Other amendments include, in summary:

  • The admissibility of communications with family consultants has been changed, with a new s 11C(3) replacing the old s 11C(3);
  • Clarification that the Family Court “is and is taken always to have been, a court of law and equity” (s 21(2)). This is relevant to the interpretation of the court’s implied powers;
  • Registrars of the Family Court of Australia, the Federal Circuit Court of Australia and the Family Court of Western Australia conducting property settlement conferences have the same protection and immunity as a Judge of the Family Court (s 38Z). This was uncertain before;
  • The process and power for making arrests have been changed, with a major re-write of s 122A and 122AA FLA. The arrest provisions in the FLA are now in line with similar powers of the Federal Court of Australia and the Federal Circuit Court of Australia. There is greater clarity as to who can make arrests. In line with similar powers in the Crimes Act 1914, an arrester’s power to enter and search premises and stop and detain conveyances (which include a vehicle, a vessel and an aircraft) for the purposes of making an arrest is more limited (Revised Explanatory Memorandum para 33).
  • Section 160 Evidence Act 1995 (Cth) has been amended so that where legislation does not otherwise provide, a postal article sent by pre-paid post is presumed to be received by the recipient on the seventh working day after being posted, rather than on the fourth working day. This change reflects the fact that the postal service is now less frequent.
  • Central Authorities under the Child Abduction Convention now have clearer and greater powers to apply for location orders (s 67K(2)).
  • The Rules Advisory Committee of the Family Court of Australia will now be appointed by the Chief Justice of the Family Court rather than by the Governor-General after consultation with the Chief Justice (s 124(1) amended and s 124(3) deleted). This is presumably in line with the intention of the Chief Justice that he have greater control over changes to the Rules of both Courts, rather than the decision for any changes having to be decided, as at presect, by a majority of judges of each court.
  • The definition of “Registry Manager” has been broadened so that the Family Law Courts have a broad discretion in relation to the appointment, possibly foreshadowing the changes which will occur with the restructure of the Family Law Courts.

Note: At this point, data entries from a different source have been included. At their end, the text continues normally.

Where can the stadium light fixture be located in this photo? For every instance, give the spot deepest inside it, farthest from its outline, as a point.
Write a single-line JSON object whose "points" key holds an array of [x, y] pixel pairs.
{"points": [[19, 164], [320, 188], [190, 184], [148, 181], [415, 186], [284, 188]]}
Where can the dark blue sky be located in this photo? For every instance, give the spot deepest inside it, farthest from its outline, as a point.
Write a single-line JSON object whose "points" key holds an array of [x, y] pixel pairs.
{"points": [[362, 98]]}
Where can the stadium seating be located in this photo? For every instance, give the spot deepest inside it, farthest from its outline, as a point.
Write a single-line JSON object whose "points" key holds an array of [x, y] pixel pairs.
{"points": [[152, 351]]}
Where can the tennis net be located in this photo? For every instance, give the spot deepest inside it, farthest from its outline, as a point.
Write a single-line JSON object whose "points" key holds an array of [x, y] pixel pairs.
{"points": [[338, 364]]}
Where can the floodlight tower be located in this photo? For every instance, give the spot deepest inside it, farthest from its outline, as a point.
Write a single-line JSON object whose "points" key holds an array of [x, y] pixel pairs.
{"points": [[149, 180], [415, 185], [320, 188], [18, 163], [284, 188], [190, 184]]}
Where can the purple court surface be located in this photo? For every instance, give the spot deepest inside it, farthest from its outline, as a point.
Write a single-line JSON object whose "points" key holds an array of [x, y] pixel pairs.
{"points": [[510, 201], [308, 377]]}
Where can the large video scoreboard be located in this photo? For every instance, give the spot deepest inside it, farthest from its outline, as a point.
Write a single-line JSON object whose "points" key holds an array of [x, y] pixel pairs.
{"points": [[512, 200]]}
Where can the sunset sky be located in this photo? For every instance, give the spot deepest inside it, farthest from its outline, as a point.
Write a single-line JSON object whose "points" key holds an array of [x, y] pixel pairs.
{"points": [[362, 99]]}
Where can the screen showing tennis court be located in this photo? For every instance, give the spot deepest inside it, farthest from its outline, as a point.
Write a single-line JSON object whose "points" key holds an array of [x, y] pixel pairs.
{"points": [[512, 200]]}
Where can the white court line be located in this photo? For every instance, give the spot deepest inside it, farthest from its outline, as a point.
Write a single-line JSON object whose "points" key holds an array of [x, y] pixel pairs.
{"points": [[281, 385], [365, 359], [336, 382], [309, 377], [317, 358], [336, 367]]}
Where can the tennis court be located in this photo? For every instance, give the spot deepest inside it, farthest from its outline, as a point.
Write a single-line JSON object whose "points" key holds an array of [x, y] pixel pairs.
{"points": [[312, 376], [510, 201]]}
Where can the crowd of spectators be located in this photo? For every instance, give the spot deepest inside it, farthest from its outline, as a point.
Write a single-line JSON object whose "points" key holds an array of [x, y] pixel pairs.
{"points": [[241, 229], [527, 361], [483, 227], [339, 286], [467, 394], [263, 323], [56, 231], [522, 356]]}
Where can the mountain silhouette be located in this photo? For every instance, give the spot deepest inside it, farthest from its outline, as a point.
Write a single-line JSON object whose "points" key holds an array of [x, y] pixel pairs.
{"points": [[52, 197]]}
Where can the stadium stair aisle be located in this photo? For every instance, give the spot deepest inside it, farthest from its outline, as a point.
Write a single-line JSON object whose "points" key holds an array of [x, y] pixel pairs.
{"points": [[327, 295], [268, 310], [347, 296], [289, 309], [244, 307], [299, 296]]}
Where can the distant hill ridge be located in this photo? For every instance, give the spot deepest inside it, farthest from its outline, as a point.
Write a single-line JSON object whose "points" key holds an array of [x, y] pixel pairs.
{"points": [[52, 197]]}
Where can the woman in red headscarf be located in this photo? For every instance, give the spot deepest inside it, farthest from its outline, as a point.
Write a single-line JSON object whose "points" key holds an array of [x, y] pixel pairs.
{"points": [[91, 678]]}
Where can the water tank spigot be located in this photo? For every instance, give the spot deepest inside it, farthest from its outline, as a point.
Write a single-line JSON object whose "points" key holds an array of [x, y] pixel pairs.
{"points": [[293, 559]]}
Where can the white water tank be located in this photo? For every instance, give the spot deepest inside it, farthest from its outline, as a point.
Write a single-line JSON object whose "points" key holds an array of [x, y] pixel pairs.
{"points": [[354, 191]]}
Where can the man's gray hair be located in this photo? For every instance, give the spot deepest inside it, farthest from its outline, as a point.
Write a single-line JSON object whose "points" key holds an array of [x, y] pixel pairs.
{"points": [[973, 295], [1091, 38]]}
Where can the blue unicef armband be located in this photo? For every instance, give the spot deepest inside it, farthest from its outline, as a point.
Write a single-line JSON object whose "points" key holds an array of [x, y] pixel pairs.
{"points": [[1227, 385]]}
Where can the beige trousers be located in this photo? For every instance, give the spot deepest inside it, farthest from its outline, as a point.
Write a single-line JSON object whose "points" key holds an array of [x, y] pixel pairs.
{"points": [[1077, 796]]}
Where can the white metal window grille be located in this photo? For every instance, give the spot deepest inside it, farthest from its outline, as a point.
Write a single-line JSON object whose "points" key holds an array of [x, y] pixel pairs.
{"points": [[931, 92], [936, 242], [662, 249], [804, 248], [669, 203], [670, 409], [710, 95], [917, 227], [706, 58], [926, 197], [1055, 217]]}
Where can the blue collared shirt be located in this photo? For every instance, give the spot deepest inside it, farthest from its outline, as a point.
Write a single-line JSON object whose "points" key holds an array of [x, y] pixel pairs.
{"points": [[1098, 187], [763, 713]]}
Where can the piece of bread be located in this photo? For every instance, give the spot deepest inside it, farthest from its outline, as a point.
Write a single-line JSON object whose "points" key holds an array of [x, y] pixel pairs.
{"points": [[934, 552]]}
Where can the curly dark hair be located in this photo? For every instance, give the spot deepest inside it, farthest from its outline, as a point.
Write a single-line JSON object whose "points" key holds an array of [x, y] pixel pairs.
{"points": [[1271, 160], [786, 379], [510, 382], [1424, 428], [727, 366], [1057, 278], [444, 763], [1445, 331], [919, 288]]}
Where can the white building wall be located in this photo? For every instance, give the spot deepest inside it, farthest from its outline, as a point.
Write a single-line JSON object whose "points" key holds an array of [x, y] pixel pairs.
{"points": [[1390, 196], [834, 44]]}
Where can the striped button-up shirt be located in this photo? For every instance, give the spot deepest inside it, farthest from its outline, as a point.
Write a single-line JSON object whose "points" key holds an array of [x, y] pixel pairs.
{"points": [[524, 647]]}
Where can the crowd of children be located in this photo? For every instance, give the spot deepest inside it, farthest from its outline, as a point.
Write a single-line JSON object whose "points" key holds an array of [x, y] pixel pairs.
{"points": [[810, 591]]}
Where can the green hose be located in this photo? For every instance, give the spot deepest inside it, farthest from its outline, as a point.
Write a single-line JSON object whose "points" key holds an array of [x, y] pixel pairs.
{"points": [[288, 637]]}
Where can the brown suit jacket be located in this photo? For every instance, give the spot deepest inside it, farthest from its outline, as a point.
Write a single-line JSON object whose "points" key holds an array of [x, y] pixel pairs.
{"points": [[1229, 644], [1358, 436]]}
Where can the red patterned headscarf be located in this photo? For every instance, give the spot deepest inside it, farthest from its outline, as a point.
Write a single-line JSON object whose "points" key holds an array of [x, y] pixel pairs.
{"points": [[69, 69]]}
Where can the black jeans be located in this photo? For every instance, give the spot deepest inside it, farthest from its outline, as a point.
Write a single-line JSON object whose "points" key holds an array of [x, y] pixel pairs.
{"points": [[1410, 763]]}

The above changes commenced on 26 October 2018, except for the arrest provisions which will commence when the changes to the child abduction provisions commence – probably 25 April 2019.


The various changes in the Amendment Act cover many aspects of the FLA. The renumbering of Pt VIIIB will have the most impact on legal practitioners on a daily basis. There will presumably be a period of confusion whilst everyone adjusts to the new numbers. One of the most significant change is probably the extension of conduct which will amount to criminal offences with respect to international child abduction. It will be interesting to see what, if any, impact this has on the number of parents who abduct children. For lawyers, it will affect the advice given to left-behind parents who need to decide whether to push for criminal charges to be instituted. It will also impact how the return of children is voluntarily negotiated and how and whether the orders are made by overseas courts when there is a greater likelihood that the abducting parent will face criminal charges upon their return to Australia. Other major changes are to the rights of de facto parties to commence property and maintenance proceedings and the ability of parties to tell the court that offers have been made, but not the terms of the offer).


© Copyright – Jacqueline Campbell of Forte Family Lawyers and Wolters Kluwer/CCH. This paper uses some material written for publication in Wolters Kluwer/CCH Australian Family Law and Practice. The material is used with the kind permission of Wolters Kluwer/CCH.